An adjuvant trivalent inactivated influenza vaccine in an oil-and-water emulsion that augments the immune response was found effective in a field trial of 4,707 German and Finnish children, according to a report in the Oct. 13 issue of the New England Journal of Medicine.
The novel vaccine showed 86% efficacy against all circulating viral strains of influenza during the 2 years of the trial, and 89% efficacy against vaccine-matched strains. In contrast, efficacy rates for the standard trivalent inactivated flu vaccine, which is known to be poorly immunogenic in children, were 43% and 45%, respectively, said Dr. Timo Vesikari of the University of Tampere (Finland) and his associates.

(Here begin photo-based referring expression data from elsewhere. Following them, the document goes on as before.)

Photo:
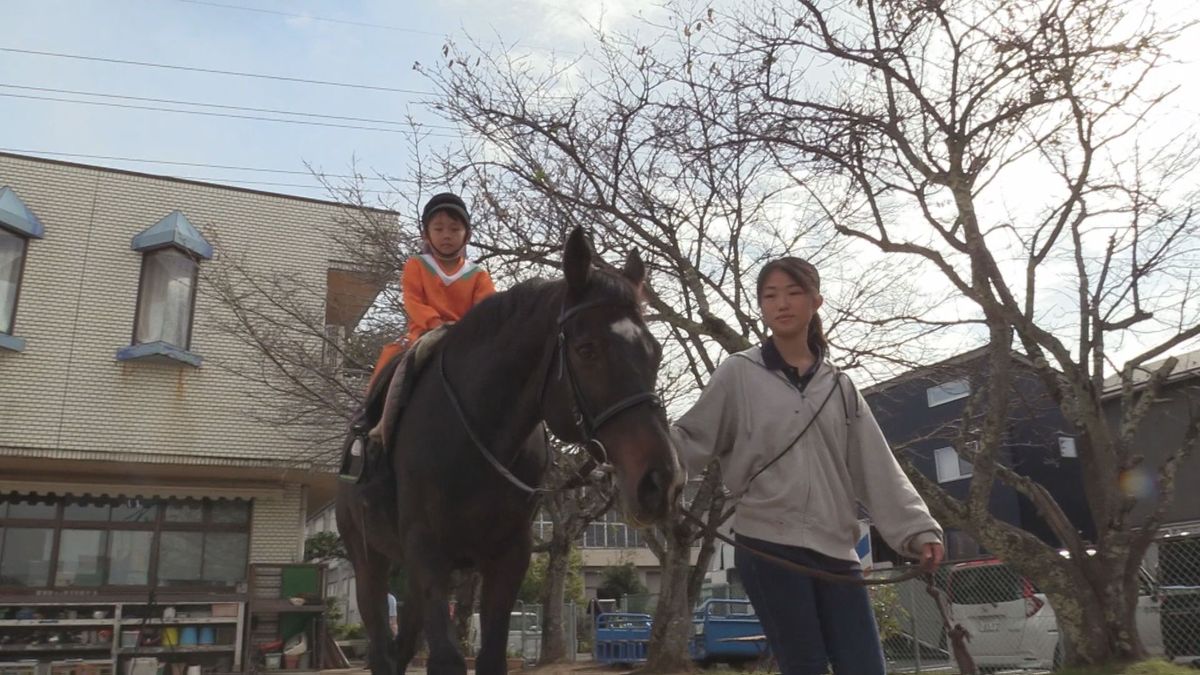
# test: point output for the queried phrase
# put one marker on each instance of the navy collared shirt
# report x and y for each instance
(774, 360)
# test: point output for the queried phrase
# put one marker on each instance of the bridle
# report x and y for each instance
(586, 422)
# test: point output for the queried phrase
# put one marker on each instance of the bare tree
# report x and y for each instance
(1008, 148)
(316, 347)
(570, 512)
(617, 142)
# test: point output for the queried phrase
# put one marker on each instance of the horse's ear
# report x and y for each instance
(577, 261)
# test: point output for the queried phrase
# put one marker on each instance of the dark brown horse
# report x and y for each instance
(459, 487)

The oil-in-water emulsion (MF59), which enhances the immune response when combined with vaccine antigens, has been used since 1997 in the influenza vaccine for older adults, and has been licensed in 27 countries. In an earlier study, Dr. Vesikari and his colleagues reported that it induced a greater immune response in children aged 6-36 months than did the standard vaccine formulation.

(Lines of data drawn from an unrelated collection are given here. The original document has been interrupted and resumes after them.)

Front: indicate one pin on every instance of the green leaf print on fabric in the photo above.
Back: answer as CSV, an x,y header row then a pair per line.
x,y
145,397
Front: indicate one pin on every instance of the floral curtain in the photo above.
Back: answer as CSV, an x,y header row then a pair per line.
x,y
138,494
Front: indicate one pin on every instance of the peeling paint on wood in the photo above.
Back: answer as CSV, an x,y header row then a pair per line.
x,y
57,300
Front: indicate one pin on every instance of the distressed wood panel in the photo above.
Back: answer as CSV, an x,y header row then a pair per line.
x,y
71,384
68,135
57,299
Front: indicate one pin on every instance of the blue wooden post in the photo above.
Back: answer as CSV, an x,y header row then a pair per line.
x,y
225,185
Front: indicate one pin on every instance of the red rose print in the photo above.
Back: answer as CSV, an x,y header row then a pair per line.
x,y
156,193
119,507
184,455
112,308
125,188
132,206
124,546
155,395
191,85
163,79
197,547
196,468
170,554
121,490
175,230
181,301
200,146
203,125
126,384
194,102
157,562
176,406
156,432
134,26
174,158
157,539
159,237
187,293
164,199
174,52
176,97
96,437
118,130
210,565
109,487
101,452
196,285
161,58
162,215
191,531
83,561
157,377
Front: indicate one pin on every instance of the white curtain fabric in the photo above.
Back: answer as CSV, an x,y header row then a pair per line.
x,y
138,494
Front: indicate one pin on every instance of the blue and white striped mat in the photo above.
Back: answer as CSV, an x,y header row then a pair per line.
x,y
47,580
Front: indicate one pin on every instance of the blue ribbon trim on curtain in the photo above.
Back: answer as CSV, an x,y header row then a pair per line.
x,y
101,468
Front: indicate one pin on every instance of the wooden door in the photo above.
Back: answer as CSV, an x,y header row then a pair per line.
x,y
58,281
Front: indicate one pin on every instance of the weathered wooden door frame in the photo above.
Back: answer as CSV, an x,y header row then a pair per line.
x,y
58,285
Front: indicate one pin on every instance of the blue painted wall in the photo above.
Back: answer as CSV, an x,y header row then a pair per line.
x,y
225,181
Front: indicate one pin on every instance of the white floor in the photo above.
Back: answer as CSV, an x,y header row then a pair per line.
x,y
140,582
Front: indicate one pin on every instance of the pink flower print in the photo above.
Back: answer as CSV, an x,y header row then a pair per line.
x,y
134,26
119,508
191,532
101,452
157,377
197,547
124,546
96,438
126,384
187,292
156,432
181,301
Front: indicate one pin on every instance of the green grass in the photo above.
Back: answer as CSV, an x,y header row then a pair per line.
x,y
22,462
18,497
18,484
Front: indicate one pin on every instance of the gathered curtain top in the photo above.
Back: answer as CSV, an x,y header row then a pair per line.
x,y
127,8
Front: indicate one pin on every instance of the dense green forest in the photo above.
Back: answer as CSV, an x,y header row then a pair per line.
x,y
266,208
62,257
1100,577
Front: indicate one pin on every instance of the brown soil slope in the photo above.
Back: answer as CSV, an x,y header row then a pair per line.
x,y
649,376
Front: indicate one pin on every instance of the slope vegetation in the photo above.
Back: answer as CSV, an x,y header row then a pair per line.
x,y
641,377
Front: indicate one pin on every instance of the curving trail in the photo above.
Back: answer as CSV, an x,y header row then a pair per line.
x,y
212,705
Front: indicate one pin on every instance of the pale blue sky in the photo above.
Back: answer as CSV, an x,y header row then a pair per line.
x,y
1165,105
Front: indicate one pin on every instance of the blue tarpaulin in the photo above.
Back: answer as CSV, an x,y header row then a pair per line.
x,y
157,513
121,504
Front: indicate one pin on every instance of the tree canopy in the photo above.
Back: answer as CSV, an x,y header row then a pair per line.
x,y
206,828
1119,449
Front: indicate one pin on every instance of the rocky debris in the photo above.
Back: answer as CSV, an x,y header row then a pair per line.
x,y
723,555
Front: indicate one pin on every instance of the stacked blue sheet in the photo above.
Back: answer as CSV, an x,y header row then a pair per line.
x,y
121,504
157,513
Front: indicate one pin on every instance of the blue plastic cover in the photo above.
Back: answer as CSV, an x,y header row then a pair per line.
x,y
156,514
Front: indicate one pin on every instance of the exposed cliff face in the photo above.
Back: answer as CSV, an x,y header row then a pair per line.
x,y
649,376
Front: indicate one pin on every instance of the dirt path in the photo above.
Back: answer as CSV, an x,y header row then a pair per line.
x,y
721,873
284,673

They now report the results of a phase III trial in 654 children in Germany in year 1, as well as 2,104 children in Germany and 1,949 in Finland during year 2. These study subjects were aged 6-71 months of age.
The study participants were randomly assigned to one of three groups: the novel vaccine group (1,941 patients), those receiving the standard subunit trivalent inactivated vaccine that is poorly immunogenic in children (1,773 patients), or a control group receiving noninfluenza vaccine (993 patients).
The vaccines were administered in two doses, 1 month apart.
The absolute efficacy of the novel vaccine for both influenza seasons was 86% against all strains and 89% against vaccine-matched strains and the influenza A(H3N2) virus. In contrast, the standard vaccine had an efficacy of 43% against all strains and 45% against vaccine-matched strains and the H3N2 virus.
When the data were broken down by patient age, the novel vaccine showed efficacy against 64% of all strains and 68% of matched strains among children aged 6-35 months, and against 86% of all strains and 91% of matched strains among children aged 36-71 months, the investigators said (N. Engl. J. Med. 2011;365:1406-16).
Moreover, the study subjects frequently showed an immune response after only the first dose of the novel vaccine, but not so with the standard or control vaccines.
At ages 6-35 months, rates of seroprotection against influenza A(H1N1) and H3N2 strains after one dose were 92% and 95%, respectively, with the novel vaccine. The corresponding rates of seroprotection after one dose of the standard vaccine were only 20% and 12%, respectively.
In children aged 36-71 months of age, these proportions after one dose were 100% and 97% for the novel vaccine, compared with 63% and 60% for the standard vaccine.
Vaccine-related adverse events were generally mild to moderate and were similar across the three vaccine groups in the younger patients. In older patients aged 36-71 months, "systemic reactions, including mild fever, were slightly more frequent after receipt of the [novel] vaccine, as compared with the other vaccines, but these reactions were mostly mild and of short duration," Dr. Vesikari and his associates said.
In all, 13 children were withdrawn from the study because of serious adverse events, which were distributed evenly across the three study groups.
This study was funded by Novartis Vaccines. Novartis employees also designed and conducted the study and analyzed the data. Dr. Vesikari and his associates reported ties to Astra Zeneca, GlaxoSmithKline, MedImmune, Merck, Pfizer, Sanofi Pasteur, SPMSD, and Wyeth.